Your goal should be to maintain a steady weight gain throughout your pregnancy. Your baby requires a daily supply of essential nutrients during your entire pregnancy, and that comes from what you eat every day. Expect your weight gain to fluctuate a bit from week to week and to gain more or less depending on the stage of your pregnancy. However, if your weight fluctuates too much or changes suddenly, that could be a warning sign. Be aware of some of the following red flags:
Gaining more than 3 pounds in any one week during your second trimester
Gaining more than 2 pounds in any one week during your third trimester
Not gaining any weight for more than two weeks in a row at any time during the fourth through the eighth months
Gaining more weight than you anticipated (given that you are diligent about sticking to a well-balanced, healthy meal plan daily)
If you experience any of these or other warning signs, you should contact your doctor.
Don't be obsessive about weighing yourself every day. Your weight can fluctuate too much from day to day to pinpoint possible problems this way.
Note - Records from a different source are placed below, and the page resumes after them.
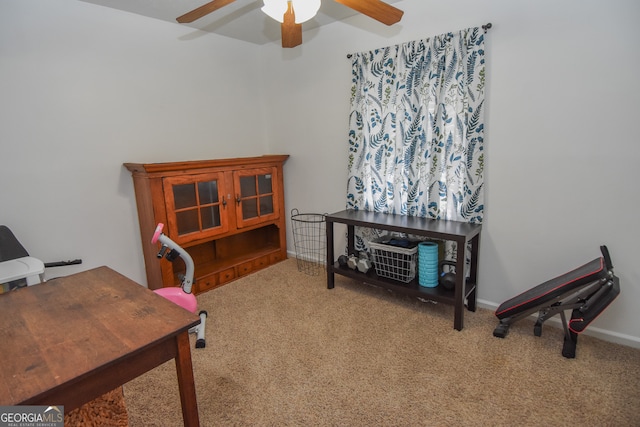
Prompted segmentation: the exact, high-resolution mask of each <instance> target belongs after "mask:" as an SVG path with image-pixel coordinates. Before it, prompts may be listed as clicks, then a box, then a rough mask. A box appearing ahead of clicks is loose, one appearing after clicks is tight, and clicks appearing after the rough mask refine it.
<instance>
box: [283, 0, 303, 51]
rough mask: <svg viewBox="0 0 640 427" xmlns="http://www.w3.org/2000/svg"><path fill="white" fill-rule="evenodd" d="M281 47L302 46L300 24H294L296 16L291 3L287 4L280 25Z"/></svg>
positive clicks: (290, 2) (301, 27)
mask: <svg viewBox="0 0 640 427" xmlns="http://www.w3.org/2000/svg"><path fill="white" fill-rule="evenodd" d="M280 26H281V29H282V47H296V46H298V45H301V44H302V24H296V16H295V13H294V11H293V6H292V4H291V2H288V5H287V11H286V12H285V13H284V16H283V19H282V24H280Z"/></svg>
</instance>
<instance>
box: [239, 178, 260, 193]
mask: <svg viewBox="0 0 640 427" xmlns="http://www.w3.org/2000/svg"><path fill="white" fill-rule="evenodd" d="M256 194H258V193H257V192H256V177H255V176H243V177H240V197H251V196H255V195H256Z"/></svg>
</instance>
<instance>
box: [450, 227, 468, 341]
mask: <svg viewBox="0 0 640 427" xmlns="http://www.w3.org/2000/svg"><path fill="white" fill-rule="evenodd" d="M466 249H467V243H466V241H465V240H464V239H463V240H462V241H459V240H457V241H456V285H455V286H456V287H455V290H454V297H453V299H454V301H453V307H454V320H453V327H454V328H455V329H457V330H458V331H461V330H462V328H463V326H464V294H465V293H466V289H465V288H466V287H465V281H466V279H465V274H464V271H465V268H464V264H465V252H466ZM459 271H460V272H462V274H459V273H458V272H459Z"/></svg>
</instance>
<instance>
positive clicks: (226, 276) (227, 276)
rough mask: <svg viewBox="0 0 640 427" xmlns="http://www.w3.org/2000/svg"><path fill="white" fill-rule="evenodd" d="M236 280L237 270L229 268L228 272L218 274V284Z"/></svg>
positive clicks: (225, 282)
mask: <svg viewBox="0 0 640 427" xmlns="http://www.w3.org/2000/svg"><path fill="white" fill-rule="evenodd" d="M235 278H236V270H235V268H233V267H231V268H227V269H226V270H223V271H221V272H220V273H219V274H218V283H220V284H221V285H223V284H225V283H227V282H230V281H232V280H233V279H235Z"/></svg>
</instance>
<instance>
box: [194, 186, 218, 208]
mask: <svg viewBox="0 0 640 427" xmlns="http://www.w3.org/2000/svg"><path fill="white" fill-rule="evenodd" d="M198 196H200V204H201V205H208V204H210V203H217V202H218V181H206V182H199V183H198Z"/></svg>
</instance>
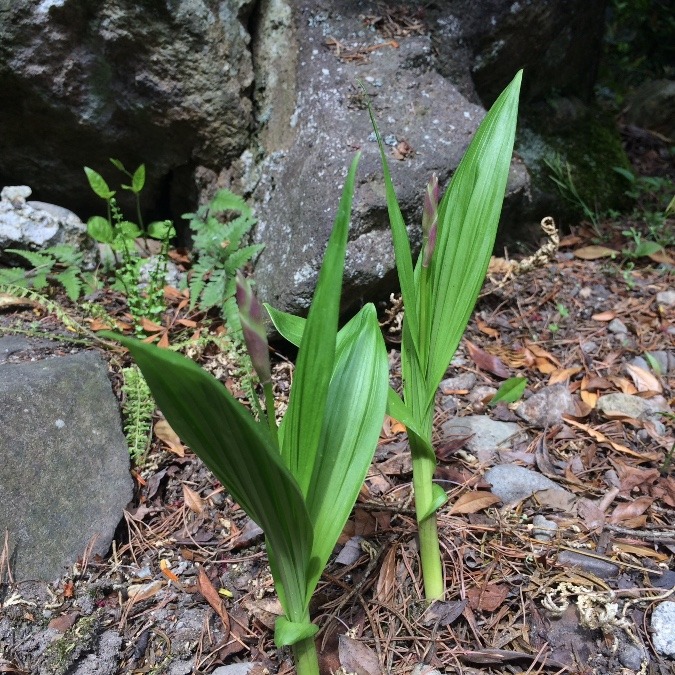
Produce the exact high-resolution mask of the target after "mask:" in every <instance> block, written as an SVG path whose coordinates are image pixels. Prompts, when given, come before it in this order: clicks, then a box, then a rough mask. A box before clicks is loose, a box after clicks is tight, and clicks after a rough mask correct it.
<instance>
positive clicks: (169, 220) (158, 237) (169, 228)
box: [148, 220, 176, 239]
mask: <svg viewBox="0 0 675 675" xmlns="http://www.w3.org/2000/svg"><path fill="white" fill-rule="evenodd" d="M148 236H149V237H152V238H153V239H170V238H171V237H175V236H176V230H175V229H174V227H173V223H172V222H171V221H170V220H156V221H154V222H152V223H150V225H148Z"/></svg>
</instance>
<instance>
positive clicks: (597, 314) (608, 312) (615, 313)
mask: <svg viewBox="0 0 675 675" xmlns="http://www.w3.org/2000/svg"><path fill="white" fill-rule="evenodd" d="M614 318H616V312H612V311H611V310H607V311H606V312H600V313H599V314H593V316H592V317H591V319H593V321H611V320H612V319H614Z"/></svg>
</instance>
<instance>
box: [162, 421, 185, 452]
mask: <svg viewBox="0 0 675 675" xmlns="http://www.w3.org/2000/svg"><path fill="white" fill-rule="evenodd" d="M155 436H157V438H159V440H160V441H162V442H163V443H165V444H166V447H167V450H169V451H170V452H173V454H174V455H178V456H179V457H184V456H185V446H184V445H183V444H182V443H181V442H180V438H178V434H176V432H175V431H174V430H173V429H172V428H171V425H170V424H169V423H168V422H167V421H166V420H158V421H157V422H155Z"/></svg>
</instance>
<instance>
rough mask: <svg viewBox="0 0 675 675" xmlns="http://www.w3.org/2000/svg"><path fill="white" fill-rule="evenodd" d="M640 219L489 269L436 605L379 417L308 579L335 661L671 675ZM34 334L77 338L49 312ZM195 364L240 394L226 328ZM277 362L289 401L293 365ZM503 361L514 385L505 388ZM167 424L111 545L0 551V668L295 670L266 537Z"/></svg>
mask: <svg viewBox="0 0 675 675" xmlns="http://www.w3.org/2000/svg"><path fill="white" fill-rule="evenodd" d="M659 157H660V156H659V155H658V154H657V155H652V156H650V155H649V148H647V149H644V152H642V153H634V159H635V161H636V162H643V163H647V164H649V165H650V166H651V168H653V166H654V163H655V162H656V163H658V162H657V160H659ZM650 163H651V164H650ZM665 175H668V173H667V171H666V173H665ZM671 178H672V176H671ZM631 226H633V227H635V228H636V229H642V230H644V228H645V227H646V225H645V223H644V222H642V221H641V220H640V218H639V214H637V217H635V216H630V217H628V216H625V217H624V218H623V220H622V221H621V222H618V223H617V222H616V221H612V222H610V221H607V222H603V223H601V225H600V231H599V232H594V231H593V230H592V228H590V226H588V225H582V226H580V227H577V228H575V229H574V230H573V231H572V233H571V234H568V235H565V236H564V237H563V239H562V242H561V245H560V248H559V249H558V250H557V251H556V252H554V253H553V256H552V259H550V260H548V261H547V262H545V264H543V265H542V266H539V267H535V268H533V269H530V270H529V271H522V270H520V271H518V270H515V272H516V273H515V274H512V272H513V271H514V270H513V269H512V267H510V266H509V265H508V264H507V263H505V262H504V261H502V262H497V263H495V265H494V266H493V268H492V270H493V278H492V279H491V280H490V281H488V282H486V285H485V288H484V292H483V295H482V297H481V299H480V300H479V303H478V305H477V308H476V311H475V313H474V316H473V319H472V321H471V324H470V326H469V328H468V330H467V333H466V336H465V339H464V341H463V342H462V345H461V347H460V349H459V351H458V353H457V355H456V358H455V360H454V361H453V364H452V366H451V368H450V369H449V371H448V373H447V379H446V380H445V381H444V382H443V384H442V386H441V388H440V391H439V394H438V398H437V417H436V424H435V433H436V437H435V447H436V449H437V454H438V459H439V465H438V470H437V473H436V479H437V480H438V482H439V483H440V484H441V485H442V486H443V487H444V488H445V489H446V491H447V493H448V496H449V501H448V503H447V504H446V506H445V507H443V508H442V509H441V511H440V513H439V531H440V537H441V544H442V550H443V555H444V565H445V574H446V579H447V583H446V586H447V595H446V597H445V599H444V601H443V602H439V603H435V604H433V605H432V606H431V607H426V606H425V603H424V602H423V600H422V591H421V579H420V572H419V566H418V557H417V542H416V539H415V532H416V525H415V521H414V514H413V511H412V494H411V465H410V459H409V455H408V451H407V445H406V437H405V433H404V430H403V428H402V427H401V425H400V424H399V423H397V422H396V421H395V420H391V419H388V420H387V421H386V423H385V425H384V428H383V431H382V436H381V439H380V444H379V447H378V450H377V454H376V457H375V461H374V463H373V466H372V468H371V471H370V472H369V474H368V478H367V480H366V483H365V487H364V489H363V490H362V493H361V496H360V498H359V501H358V503H357V505H356V508H355V509H354V513H353V517H352V518H351V520H350V522H349V523H348V526H347V528H346V529H345V532H344V533H343V537H342V540H341V543H340V546H339V547H338V549H337V550H336V557H335V559H334V560H333V561H332V562H331V563H330V564H329V566H328V568H327V569H326V572H325V574H324V576H323V578H322V581H321V583H320V585H319V589H318V591H317V593H316V597H315V602H314V606H313V616H314V618H315V620H316V621H317V623H318V624H319V625H320V626H321V631H320V633H319V636H318V642H319V645H320V653H321V660H322V669H323V672H325V673H329V672H338V670H339V669H342V670H341V671H340V672H343V673H359V674H360V675H371V674H373V675H374V674H375V673H416V674H417V675H419V674H421V673H427V674H430V673H435V672H437V671H441V672H449V673H468V674H472V673H493V674H497V673H500V674H502V673H503V674H506V673H509V674H510V673H525V672H527V673H537V672H547V673H564V672H570V673H597V674H599V675H604V674H610V673H611V674H616V673H626V674H628V673H653V674H656V673H659V675H665V674H666V673H672V672H673V667H674V663H675V661H674V659H675V633H673V626H674V625H675V620H674V619H675V603H674V602H672V600H674V599H675V596H674V595H673V589H674V588H675V565H674V556H675V475H674V474H673V466H672V464H671V458H672V454H673V448H674V445H675V419H674V417H673V413H674V411H675V406H673V396H674V391H675V283H674V280H675V271H674V270H675V263H674V262H673V257H674V256H675V251H674V250H673V248H672V243H673V242H671V247H670V248H666V249H665V250H664V251H661V252H658V253H655V254H653V255H652V256H651V258H650V257H639V258H635V257H631V255H630V250H631V247H632V246H633V245H634V244H635V241H633V242H632V243H631V241H630V239H627V238H626V235H621V231H622V230H628V229H629V228H630V227H631ZM664 228H665V230H664V233H665V234H664V236H665V235H667V234H668V232H670V233H671V234H672V232H673V229H672V228H673V221H672V220H670V221H664ZM608 249H611V250H614V251H615V254H614V256H613V257H612V256H611V254H610V253H608ZM633 250H634V249H633ZM622 251H623V252H622ZM106 297H107V300H105V298H104V300H105V301H106V302H107V303H108V309H109V310H110V311H115V307H114V303H113V300H114V298H113V296H112V295H111V296H106ZM178 304H179V303H178V302H176V303H175V304H174V306H177V305H178ZM64 306H66V303H64ZM387 310H388V311H384V308H383V314H382V316H383V321H384V322H385V325H384V327H383V328H384V330H386V331H387V336H388V337H389V339H390V346H391V349H392V351H391V365H392V371H391V372H392V378H393V380H394V381H395V380H396V377H397V368H398V353H397V351H396V340H397V336H398V329H399V327H400V326H399V324H398V319H399V318H400V316H399V315H398V314H397V311H396V310H397V308H396V305H395V304H394V305H391V304H390V305H389V306H388V308H387ZM68 311H69V312H70V313H71V314H73V315H76V308H73V307H69V308H68ZM120 311H121V310H120ZM0 316H1V319H2V326H3V329H4V330H5V331H10V330H11V328H10V327H11V326H14V327H16V326H17V325H23V326H27V325H31V326H33V327H34V326H35V324H34V319H35V310H34V309H33V308H29V309H28V310H26V309H21V308H17V307H10V308H8V309H6V310H5V311H4V312H3V313H2V314H1V315H0ZM185 318H186V319H188V320H192V319H193V318H194V317H189V316H188V314H187V313H186V314H185ZM196 318H197V319H198V320H199V317H196ZM90 327H91V324H90ZM39 328H40V330H42V331H44V332H47V333H50V332H51V333H52V334H54V335H57V334H62V333H63V330H62V324H61V323H60V321H59V320H58V318H56V317H55V316H54V315H53V314H44V313H42V314H40V315H39ZM33 329H34V328H33ZM89 348H98V347H97V346H96V344H95V343H94V342H91V343H90V347H89ZM199 358H200V360H201V362H202V363H204V365H205V366H206V367H209V368H210V369H212V370H214V371H215V372H217V373H218V374H219V375H220V377H221V378H222V379H223V380H224V381H225V382H226V384H228V386H230V388H231V389H232V390H233V391H235V392H237V393H239V394H240V395H242V396H243V392H240V391H238V384H237V380H236V377H235V375H236V372H235V370H236V369H234V368H233V367H232V365H231V363H229V362H228V360H227V359H224V358H223V355H222V354H220V353H218V351H217V350H216V349H215V348H214V346H213V345H211V346H210V347H208V348H207V349H206V350H205V351H204V352H203V353H201V354H200V356H199ZM115 360H116V361H119V357H116V359H115ZM276 371H277V388H278V393H279V394H280V396H281V397H283V394H284V390H285V389H286V388H287V382H288V380H289V377H290V374H291V371H292V363H291V362H290V361H287V360H284V359H283V358H282V357H281V356H280V357H279V359H278V363H277V366H276ZM513 376H520V377H524V378H526V379H527V387H526V390H525V394H524V396H523V399H522V400H521V401H519V402H517V403H515V404H506V403H499V404H497V405H491V404H490V399H491V397H492V396H493V395H494V393H495V392H496V391H497V389H498V387H499V386H500V383H501V382H503V381H504V380H505V379H506V378H508V377H513ZM112 378H113V382H114V383H118V378H117V377H116V375H115V372H114V369H113V372H112ZM158 420H159V418H158ZM156 432H157V433H156V434H155V437H154V439H153V443H152V446H151V449H150V451H149V453H148V454H147V456H146V457H145V458H144V460H143V461H142V462H140V463H139V464H138V465H137V466H135V467H134V468H133V470H132V473H133V476H134V479H135V483H136V489H135V496H134V500H133V502H132V504H130V506H129V508H128V509H127V511H126V512H125V519H124V522H123V523H122V524H121V525H120V527H119V530H118V536H117V537H116V539H115V542H114V545H113V547H112V550H111V551H110V552H109V554H108V555H107V556H105V557H103V558H101V557H97V556H89V555H87V554H86V552H85V554H84V555H83V556H82V558H81V560H80V561H79V562H78V564H77V565H76V566H74V567H73V568H72V569H71V570H70V572H69V574H68V575H66V576H64V577H63V578H62V579H60V580H59V581H58V582H56V583H12V577H11V568H10V567H8V565H7V564H6V559H5V558H2V557H0V560H2V569H0V573H1V574H2V578H1V579H0V580H1V581H2V586H1V587H0V603H1V604H0V607H1V611H0V650H1V652H0V656H1V659H0V672H6V673H36V674H39V675H47V674H49V675H52V674H66V673H67V674H69V675H74V674H77V675H93V674H98V675H113V674H115V673H139V674H140V673H153V674H159V673H165V674H167V675H185V674H187V673H204V674H207V673H218V674H219V675H224V674H226V673H230V675H232V674H234V673H244V672H254V673H263V672H269V673H279V674H281V673H287V674H288V673H292V672H293V666H292V662H291V659H290V655H289V653H287V652H286V651H284V650H281V651H280V650H277V649H276V648H275V647H274V644H273V640H272V628H273V624H274V620H275V618H276V616H277V615H278V614H279V612H280V607H279V604H278V602H277V600H276V598H275V595H274V591H273V584H272V580H271V577H270V574H269V569H268V566H267V561H266V558H265V553H264V546H263V540H262V536H261V532H260V530H259V529H258V528H257V526H256V525H255V524H254V523H252V522H251V521H250V520H249V519H248V518H247V517H246V516H245V514H244V513H243V512H242V511H241V509H239V507H238V505H237V504H235V503H233V501H232V499H231V498H230V497H229V495H228V494H227V493H226V492H224V491H223V489H222V488H221V486H220V485H219V484H218V483H217V482H216V481H215V480H214V479H213V477H212V476H211V475H210V473H209V472H208V471H207V470H206V469H205V468H204V466H203V465H202V463H201V462H200V460H199V459H198V458H197V457H195V456H194V455H193V454H192V453H191V452H190V451H189V449H187V448H184V447H183V446H182V445H181V444H180V442H179V441H178V440H177V439H175V438H172V437H171V436H170V434H169V433H168V432H167V430H166V429H163V430H162V428H161V425H160V427H159V429H156ZM674 461H675V459H674ZM435 669H436V670H435Z"/></svg>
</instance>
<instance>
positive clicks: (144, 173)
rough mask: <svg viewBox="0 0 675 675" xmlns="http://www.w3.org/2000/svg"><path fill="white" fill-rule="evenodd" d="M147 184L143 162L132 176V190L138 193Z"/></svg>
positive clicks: (131, 184)
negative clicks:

Instead, make regular doctor's visits, and weigh yourself at home every week or two to make sure you are on the right track.
If you experience any sudden weight changes, including either a gain or loss, you should contact your doctor immediately. Sudden weight changes can indicate other problems that may exist.
Size at Birth Counts
An infant's weight and size at birth can be related to the risk of immediate health problems as well as to the risk of chronic diseases in childhood and adulthood. Although many factors can contribute to a baby's birth weight, the amount of weight a mother gains during pregnancy can definitely have a direct impact on an infant's size at birth. A baby who weighs too much or too little at birth can experience a number of problems.
Babies born weighing less than 2,500 grams, or about 5 pounds 8 ounces, are considered low birth-weight babies. Infants weighing less than 2,500 grams at birth may be premature (born before the thirty-seventh week of pregnancy) or full-term but “small for gestational age” (SGA) or “growth restricted.” Babies can be premature but weigh more than 2,500 grams at birth. Some infants can be both premature and SGA. These infants are at even higher risk for problems linked to low birth weight. Technically, a baby is considered “larger than gestational age” (LGA) at more than 4,500 grams, or about 9.9 pounds, at birth.
Low birth-weight (or SGA) babies run the risk of developing more serious health problems as newborns, such as breathing and heart problems. They also have a higher risk for delayed developmental problems and learning disabilities later in life. Babies born at a low birth weight are more likely to experience asthma, respiratory tract infections, and ear infections. They are more likely to score lower on intelligence tests and to experience developmental delays. Those born weighing less than 2.2 pounds are at greater risk for cerebral palsy.
Infants born at an average weight and size run the least risk of problems as newborns and have the least risk of problems related to their size later in life. High birth-weight (or LGA) babies put both the mother and baby at risk for a more difficult labor and delivery. These babies can also have problems with low blood sugar and high blood counts at birth. LGA babies have a greater risk for carrying excess body fat during childhood and throughout adulthood.